Yes, Virtual Private Server. I'm just trying to stay young and in the loop.
They're pretty popular these days, partly because of the possibilities of a good price. If you just want to serve a few pages, set up a proxy in another country, and things like that, then it's a good way to go. As low as $3.95 per year will let you install your own OS, and configure to your heart's content. Check out
Lowenbox. Here is a
listing by price. Then head over to
Freenom and get a free domain name (.tk .ml .cf .ga) and you're good to serve pages for a year, and you're only out by four bucks. Of course, there's much more expensive ones if you want some real power.
I'm not doing anything IPv6 personally. Not really any reason to internally unless I want more than 16 million vintage systems on the network at a time it won't be an issue.
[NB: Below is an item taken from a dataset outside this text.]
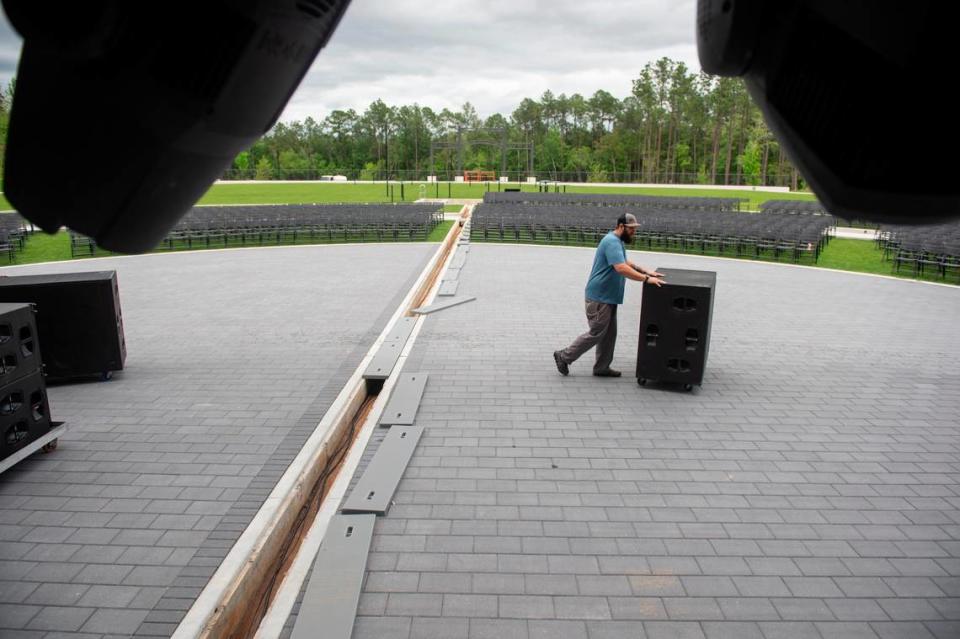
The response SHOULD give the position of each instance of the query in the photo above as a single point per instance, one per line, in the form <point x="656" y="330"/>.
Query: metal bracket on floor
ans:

I'm guessing that IPv6 won't be of interest for vintage computers. I'm not sure what you'd do for some kind of translation. I'm assuming that nobody's got a v6 stack that will integrate with older software. As long as the internet in general is using v4, or ISP's will let it pass, then we're OK here. I NAT everyhing on my internal network so lots of addresses anyway.
Externally I think most vendors are doing IPv6 for internet facing routing but I rarely look at that interface and don't really follow the news on how far the transition has gone. I thought there was some requirement dates though that they wanted vendors to be using things by just to get the push. I don't know if they ever convinced certain companies to not own a class A IP range anymore though. I recall a list of a few like Ford and some others that for whatever reason owned a class A (as if they'd have 16 million systems on the public internet).
I think it's moving along nicely, but only a couple of the big ISPs are making it avilable to users. I've been pinging around (ping6) and not getting much response. I think it's a headache for any smaller ISP because their users may not be ready. There's still lots of routers thata don't support it. Any Linux or UNIX box has done it for a long time, and I read the MS-Windows is just fine as well so if the routers get replaced and the ISPs get up to speed then few consumers would notice.
It's interesting about the IPv4 addresses running out. It seems like there's still lots out there, but they're owned by companies. One of the VPS services I have gives me 2 IPv4 addresses. One woders how they can do that on a $5 a year service. (
RIJX) found out how a little company can do that. They lease the numbers from a larger company who has lots of them and who would rather monetise that holding than just sit on it. It's a bit like phone numbers in that regard. Actually, from them I got a more expensive plan ($10!) and the extra memory does give it some more snap, though I can't be sure if that's just the superior LA pipe.
I did run into an issue at work where our desktop firewall product had a rule to block IPv6 enabled but something also changed our desktops to ping localhost as IPv6 and potentially some other traffic. That broke some locally installed services for folks so I had to change that rule which was interesting.
There's a few web sites that are IPv6 only. I haven't found anything that really
needed it though. Google is up to speed, as one would expect.
Anyway, I'm just trying to figure out how users, like here, are doing with it. I posted a similar question on several very tehie forums, and got no response.
* Are people ignoring IPv6? At this jpoint it's actually not that easy and in fact a bit of a headache if you don't need to do it. If your ISP doesn't offer it via DHCP, or at all, then one has to go to a place like Hurricane Electric to get a tunnel and then figure out how to configure one's router to use that. I'm currently unable to get that working, so am just using 6to4 for now which is less than ideal and won't be good in the future.
* I did get a response in a forum which is dedicated to IPv6 - as would be expected.